Serving Citizens for Public Justice as its Edmonton chapter organizer since May, Gelderman initially invited others from the church to a meeting. That grew into a faith and climate justice group which caught the interest of people from other Christian Reformed congregations in the city — Bethel, Avenue, Centrepointe Community, and Maranatha. In wanting to make people of faith visible during Climate Action Week the group decided to host a climate vigil and began reaching out across Christian denominations and other faith traditions. The event was held Sunday Sept. 22 on the grounds of the Alberta Legislature.
“Faith communities, mosques, synagogues, temples and churches––we all have a responsibility to take a stand on the defining moral issue of our time: the climate crisis,” said Rabbi Gila Caine from Temple Beth Ora Synagogue, one of several representatives from various faith traditions leading segments of the vigil.
Hundreds of Edmontonians of all ages gathered with music, prayer and reflection. Faith leaders led participants through four themed stations of mourning, repentance, gratitude and hope.

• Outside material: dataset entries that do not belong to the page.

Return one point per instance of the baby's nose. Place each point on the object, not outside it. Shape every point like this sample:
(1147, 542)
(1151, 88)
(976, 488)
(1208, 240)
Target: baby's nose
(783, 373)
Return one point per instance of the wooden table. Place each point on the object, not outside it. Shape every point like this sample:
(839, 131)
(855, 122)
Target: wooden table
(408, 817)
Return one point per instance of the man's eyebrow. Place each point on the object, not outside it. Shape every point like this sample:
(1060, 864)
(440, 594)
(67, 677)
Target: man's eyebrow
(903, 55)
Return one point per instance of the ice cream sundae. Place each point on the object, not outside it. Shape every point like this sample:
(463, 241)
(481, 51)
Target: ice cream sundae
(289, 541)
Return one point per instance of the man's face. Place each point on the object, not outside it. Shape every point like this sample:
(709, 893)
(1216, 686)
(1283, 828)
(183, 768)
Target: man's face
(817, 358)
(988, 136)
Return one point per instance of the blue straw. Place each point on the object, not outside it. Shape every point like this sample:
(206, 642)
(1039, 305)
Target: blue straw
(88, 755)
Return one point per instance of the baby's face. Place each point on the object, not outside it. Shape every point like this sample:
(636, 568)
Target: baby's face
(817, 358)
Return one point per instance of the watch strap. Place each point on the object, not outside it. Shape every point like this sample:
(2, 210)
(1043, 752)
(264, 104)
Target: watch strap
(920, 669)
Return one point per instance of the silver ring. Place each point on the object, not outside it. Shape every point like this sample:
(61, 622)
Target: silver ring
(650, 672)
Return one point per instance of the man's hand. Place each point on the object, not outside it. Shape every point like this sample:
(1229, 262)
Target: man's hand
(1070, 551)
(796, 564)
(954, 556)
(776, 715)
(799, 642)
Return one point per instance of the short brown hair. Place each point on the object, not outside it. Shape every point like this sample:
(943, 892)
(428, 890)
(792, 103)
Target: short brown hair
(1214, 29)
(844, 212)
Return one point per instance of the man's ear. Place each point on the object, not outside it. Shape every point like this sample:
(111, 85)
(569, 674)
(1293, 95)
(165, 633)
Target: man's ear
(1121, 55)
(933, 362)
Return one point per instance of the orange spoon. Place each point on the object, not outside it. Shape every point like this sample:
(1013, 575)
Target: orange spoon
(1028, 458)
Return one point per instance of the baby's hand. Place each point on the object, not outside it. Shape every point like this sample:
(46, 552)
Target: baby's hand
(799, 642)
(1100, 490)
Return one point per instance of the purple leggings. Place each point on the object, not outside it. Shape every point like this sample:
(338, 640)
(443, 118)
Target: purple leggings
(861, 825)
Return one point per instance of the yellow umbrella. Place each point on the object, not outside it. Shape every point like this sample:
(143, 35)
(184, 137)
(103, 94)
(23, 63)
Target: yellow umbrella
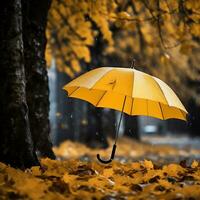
(127, 90)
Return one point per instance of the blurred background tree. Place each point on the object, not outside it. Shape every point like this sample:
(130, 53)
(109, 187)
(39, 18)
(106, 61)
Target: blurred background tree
(162, 35)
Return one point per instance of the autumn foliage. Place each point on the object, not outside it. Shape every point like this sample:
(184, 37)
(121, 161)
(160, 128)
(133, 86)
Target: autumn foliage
(75, 178)
(163, 35)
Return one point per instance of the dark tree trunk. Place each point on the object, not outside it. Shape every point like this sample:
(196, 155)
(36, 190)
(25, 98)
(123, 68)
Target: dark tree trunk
(37, 91)
(16, 146)
(110, 123)
(194, 118)
(131, 127)
(95, 137)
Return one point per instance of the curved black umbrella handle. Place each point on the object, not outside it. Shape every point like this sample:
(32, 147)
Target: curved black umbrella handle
(111, 157)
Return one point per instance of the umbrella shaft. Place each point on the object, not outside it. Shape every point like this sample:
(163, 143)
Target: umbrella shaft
(117, 133)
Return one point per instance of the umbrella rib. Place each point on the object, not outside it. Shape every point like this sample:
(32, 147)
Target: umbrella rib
(161, 110)
(131, 105)
(74, 91)
(182, 114)
(101, 98)
(101, 78)
(160, 89)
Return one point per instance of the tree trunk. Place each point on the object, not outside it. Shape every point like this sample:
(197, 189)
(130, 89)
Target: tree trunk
(194, 118)
(131, 127)
(37, 91)
(16, 146)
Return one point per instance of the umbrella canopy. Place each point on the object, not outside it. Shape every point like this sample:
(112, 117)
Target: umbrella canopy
(127, 90)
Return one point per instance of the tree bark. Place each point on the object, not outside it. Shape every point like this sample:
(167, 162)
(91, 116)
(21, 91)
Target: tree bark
(131, 127)
(37, 91)
(16, 146)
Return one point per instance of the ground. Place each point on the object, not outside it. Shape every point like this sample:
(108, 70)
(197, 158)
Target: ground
(77, 174)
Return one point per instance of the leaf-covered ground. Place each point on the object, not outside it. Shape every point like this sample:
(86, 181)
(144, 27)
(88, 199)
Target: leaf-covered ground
(123, 179)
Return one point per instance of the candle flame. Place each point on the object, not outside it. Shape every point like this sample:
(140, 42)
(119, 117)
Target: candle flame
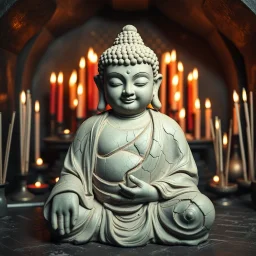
(173, 55)
(207, 103)
(66, 131)
(60, 78)
(195, 73)
(80, 89)
(216, 179)
(244, 95)
(82, 62)
(235, 97)
(167, 59)
(217, 124)
(53, 78)
(23, 97)
(190, 76)
(75, 102)
(73, 78)
(39, 161)
(182, 113)
(38, 184)
(225, 139)
(175, 80)
(177, 96)
(180, 67)
(197, 104)
(37, 106)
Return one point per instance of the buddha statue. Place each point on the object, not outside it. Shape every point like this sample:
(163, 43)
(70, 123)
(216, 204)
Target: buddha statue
(129, 177)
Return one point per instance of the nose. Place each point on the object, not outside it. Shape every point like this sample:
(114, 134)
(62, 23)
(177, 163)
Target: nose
(128, 89)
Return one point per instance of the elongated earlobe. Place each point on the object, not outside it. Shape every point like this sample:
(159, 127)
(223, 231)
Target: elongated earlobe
(155, 100)
(102, 102)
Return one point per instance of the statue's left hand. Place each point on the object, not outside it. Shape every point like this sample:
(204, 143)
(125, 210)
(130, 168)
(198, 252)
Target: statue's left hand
(143, 193)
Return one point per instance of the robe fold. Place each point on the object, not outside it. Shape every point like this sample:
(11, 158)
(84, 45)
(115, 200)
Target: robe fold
(182, 216)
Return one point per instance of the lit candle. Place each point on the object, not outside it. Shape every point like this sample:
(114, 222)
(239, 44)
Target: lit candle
(208, 117)
(22, 127)
(93, 94)
(82, 81)
(248, 134)
(195, 85)
(197, 120)
(37, 130)
(181, 84)
(53, 94)
(72, 88)
(190, 103)
(80, 106)
(60, 98)
(182, 122)
(172, 87)
(39, 161)
(165, 60)
(174, 101)
(236, 100)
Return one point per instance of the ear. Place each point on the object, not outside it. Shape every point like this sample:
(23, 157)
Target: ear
(102, 102)
(155, 100)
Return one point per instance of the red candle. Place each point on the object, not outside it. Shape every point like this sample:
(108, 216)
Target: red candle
(60, 98)
(53, 94)
(93, 94)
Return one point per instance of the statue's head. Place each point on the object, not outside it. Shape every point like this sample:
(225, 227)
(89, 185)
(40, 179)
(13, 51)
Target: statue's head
(128, 77)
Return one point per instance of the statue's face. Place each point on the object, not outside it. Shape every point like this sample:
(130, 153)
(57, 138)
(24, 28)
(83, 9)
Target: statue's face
(129, 89)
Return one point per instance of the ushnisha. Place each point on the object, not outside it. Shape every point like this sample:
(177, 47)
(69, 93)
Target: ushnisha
(129, 177)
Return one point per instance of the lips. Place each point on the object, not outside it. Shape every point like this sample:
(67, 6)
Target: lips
(127, 100)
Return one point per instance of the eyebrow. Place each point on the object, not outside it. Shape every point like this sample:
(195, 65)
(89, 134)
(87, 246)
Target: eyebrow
(145, 74)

For Jennifer Porritt, member of Bethel CRC, there are many reasons a vigil is helpful. “Caring about creation can be lonely work in the church, so we gather to support each other. This is a way to show the larger public that there are people of faith who care deeply about this subject. We have also been complicit in harming the earth and part of holding vigil is a public display of repentance. ... Finally, in silence and in prayer we hope that God will guide us in creative and loving ways forward to heal our relationships with each other and the earth.”
“This coming together of faith groups is one way of bearing witness to each other and to our youth and children that we are willing to walk this unknown path into all our futures,” reflected Marian Groot of Fellowship CRC. “It’s an opportunity to share our grief, lament the devastation of our creation, provide support to each other and seek out ways to embrace hope as we move forward.”
Karri Munn-Venn, senior policy analyst for Citizens for Public Justice, said from the perspective of the organization “creation care and the pursuit of climate justice connect to the heart of how we, as Christians, are called to live in God's world. The value of prayer vigils, and marches and rallies and other opportunities to come together, is that they counter feelings of fear and isolation. At the same time, they provide a demonstration of support for action to address the difficult challenges we face.”
Ana Sophia Groot, a grade 12 student at Edmonton Christian High School, was actively involved in the vigil. “I believe we were put on this planet by God to be stewards towards the earth. Instead, I feel as though we have taken advantage of and exploited the planet, disrespecting God’s creation. It was incredibly encouraging to see people that care … people of faith that care.”